Xenoblast (Cronosoft) Review | Everygamegoing - Everygamegoing

Dave E

By Cronosoft
Spectrum 48K/128K/+2/+3

Published in EGG #003: Spectrum


I believe Cronosoft published its first physical release for the Spectrum in 2002 so Xenoblast marks an incredible twenty years that it's served the Spectrum community. Xenoblast is a monochrome shoot-'em-up - yes, another one! - for the Spectrum 48K/128K and is one of those vertically scrolling affairs where you move up the screen and not only have to avoid enemy spaceships, but also have to avoid tall buildings.

It's the pretty standard left, right, up, down, fire affair and the nasties usually bite the dust if hit with a single shot from your craft. You can also shoot their bullets out of the air... but for some inexplicable reason bullets take two shots to destroy. Surely it should have been the other way around? When you get to the top of the screen there's a Big Boss Battle which consists of a ball of light that moves in a pre-determined pattern across the top of the screen. You try to create a vertical wall of bullets that he will have to pass through and - yawn - you then hammer the fire button continually until he floats into it enough times that you proceed to the next level.

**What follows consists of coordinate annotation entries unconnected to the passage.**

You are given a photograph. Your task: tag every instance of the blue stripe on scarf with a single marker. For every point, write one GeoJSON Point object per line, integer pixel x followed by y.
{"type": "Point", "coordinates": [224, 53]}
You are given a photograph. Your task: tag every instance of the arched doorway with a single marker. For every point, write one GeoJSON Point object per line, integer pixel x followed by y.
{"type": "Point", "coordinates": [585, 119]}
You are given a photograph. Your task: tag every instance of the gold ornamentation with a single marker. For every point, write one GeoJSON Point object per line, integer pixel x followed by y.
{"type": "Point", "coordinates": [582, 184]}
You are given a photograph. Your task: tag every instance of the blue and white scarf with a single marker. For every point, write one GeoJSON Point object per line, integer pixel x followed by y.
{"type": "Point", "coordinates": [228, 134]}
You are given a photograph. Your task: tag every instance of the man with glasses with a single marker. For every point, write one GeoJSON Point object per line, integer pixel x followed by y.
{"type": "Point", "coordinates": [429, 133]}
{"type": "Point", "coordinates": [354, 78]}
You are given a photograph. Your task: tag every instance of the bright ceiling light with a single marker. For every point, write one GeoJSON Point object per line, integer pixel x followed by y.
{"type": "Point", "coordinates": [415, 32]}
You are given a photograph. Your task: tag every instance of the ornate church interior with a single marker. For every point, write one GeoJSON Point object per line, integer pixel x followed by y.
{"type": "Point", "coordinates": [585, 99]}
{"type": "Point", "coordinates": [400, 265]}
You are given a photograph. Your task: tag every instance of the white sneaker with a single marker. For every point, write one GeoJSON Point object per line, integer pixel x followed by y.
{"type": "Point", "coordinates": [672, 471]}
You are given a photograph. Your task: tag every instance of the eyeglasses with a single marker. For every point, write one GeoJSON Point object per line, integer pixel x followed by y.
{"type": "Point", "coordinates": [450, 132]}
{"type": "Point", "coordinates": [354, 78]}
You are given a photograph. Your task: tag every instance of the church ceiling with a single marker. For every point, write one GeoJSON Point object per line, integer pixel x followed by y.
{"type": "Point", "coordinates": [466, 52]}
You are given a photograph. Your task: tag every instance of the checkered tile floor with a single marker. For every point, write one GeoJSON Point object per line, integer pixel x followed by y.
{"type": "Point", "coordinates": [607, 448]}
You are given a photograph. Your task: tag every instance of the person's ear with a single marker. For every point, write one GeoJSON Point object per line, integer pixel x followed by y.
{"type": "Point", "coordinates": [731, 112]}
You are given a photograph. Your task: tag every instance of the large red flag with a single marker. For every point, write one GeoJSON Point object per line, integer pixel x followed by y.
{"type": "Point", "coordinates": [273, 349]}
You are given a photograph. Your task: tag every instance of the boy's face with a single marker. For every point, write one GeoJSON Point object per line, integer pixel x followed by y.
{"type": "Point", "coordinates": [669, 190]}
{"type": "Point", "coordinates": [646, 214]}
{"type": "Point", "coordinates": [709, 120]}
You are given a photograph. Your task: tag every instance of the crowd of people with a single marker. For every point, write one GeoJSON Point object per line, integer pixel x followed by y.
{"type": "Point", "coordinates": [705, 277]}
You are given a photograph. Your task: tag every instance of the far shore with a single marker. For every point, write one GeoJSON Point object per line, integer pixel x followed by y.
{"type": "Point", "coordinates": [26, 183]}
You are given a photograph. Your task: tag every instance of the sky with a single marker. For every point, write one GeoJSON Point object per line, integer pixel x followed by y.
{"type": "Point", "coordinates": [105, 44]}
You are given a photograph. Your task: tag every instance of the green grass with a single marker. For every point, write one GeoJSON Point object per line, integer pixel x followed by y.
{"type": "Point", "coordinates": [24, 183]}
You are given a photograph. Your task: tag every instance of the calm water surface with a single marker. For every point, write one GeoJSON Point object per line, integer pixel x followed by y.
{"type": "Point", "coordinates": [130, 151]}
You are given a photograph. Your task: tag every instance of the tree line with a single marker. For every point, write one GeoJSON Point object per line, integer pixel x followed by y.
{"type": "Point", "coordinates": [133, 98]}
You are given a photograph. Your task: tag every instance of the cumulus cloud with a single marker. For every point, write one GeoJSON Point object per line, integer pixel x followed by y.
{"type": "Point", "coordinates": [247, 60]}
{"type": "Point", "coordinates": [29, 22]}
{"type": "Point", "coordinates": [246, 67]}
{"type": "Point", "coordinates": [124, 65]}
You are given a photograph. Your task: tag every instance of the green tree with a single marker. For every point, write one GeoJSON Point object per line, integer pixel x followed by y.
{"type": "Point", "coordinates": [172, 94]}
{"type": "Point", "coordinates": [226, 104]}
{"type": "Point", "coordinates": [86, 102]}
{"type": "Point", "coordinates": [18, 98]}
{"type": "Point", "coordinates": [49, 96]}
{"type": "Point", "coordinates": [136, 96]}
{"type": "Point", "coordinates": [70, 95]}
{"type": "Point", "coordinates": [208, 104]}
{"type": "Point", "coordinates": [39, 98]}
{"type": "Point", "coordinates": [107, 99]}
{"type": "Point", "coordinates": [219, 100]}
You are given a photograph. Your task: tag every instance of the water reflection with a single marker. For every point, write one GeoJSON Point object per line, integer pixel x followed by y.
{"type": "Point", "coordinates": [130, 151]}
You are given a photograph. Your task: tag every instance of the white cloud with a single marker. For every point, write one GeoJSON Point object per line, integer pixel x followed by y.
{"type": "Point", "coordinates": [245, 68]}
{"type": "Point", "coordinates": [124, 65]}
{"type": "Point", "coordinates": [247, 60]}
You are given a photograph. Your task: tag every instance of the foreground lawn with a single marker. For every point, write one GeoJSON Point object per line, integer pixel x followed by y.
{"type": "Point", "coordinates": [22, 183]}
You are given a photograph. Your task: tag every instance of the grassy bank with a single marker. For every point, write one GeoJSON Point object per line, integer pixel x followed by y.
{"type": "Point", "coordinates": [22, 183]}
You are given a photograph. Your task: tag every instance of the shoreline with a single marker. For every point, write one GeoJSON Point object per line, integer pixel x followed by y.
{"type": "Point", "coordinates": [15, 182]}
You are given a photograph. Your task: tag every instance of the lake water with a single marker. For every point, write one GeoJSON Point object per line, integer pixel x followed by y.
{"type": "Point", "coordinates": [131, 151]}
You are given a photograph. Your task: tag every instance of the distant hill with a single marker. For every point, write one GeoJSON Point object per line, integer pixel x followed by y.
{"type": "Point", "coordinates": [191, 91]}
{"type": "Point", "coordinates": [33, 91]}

The gameplay isn't too demanding - it's a shoot-'em-up, after all. The main problem is that, while the scrolling is smooth, the craft reacts to your controls in a jerky fashion. This can be especially aggravating when you need to navigate through narrow passageways, as the craft constantly goes a few pixels further than you want it to. After you've blasted the Big Boss you have to find your way to what looks like a radio antennae, and usually this means carefully picking your way through the scenery to get to it - the scrolling helpfully stops for this last part of your mission, which definitely makes it more likely you'll get there!

Apart from a smart bomb that clears all enemies on-screen, there's nothing particularly special about this release. Cronosoft have always tended to market 'budget' software, but there have been a few surprisingly triple-A releases from them before (Egghead Round The Med, for example) and so I am always hopeful that they might have struck gold again. Unfortunately, not this time. While Xenoblast is a competent blaster, it's not particularly addictive. Even the level design is pretty unimaginative, and the fact the Big Boss is exactly the same on each level makes it all feel very repetitive.

The graphics are ok, and the additional tunes on the 128K version are full of life (although you will have to just sit there with either the menu screen or the game over one displayed to hear them). There's no in-game music and you only get three lives.

I suppose if you're a shoot-'em-up fan, you could do worse.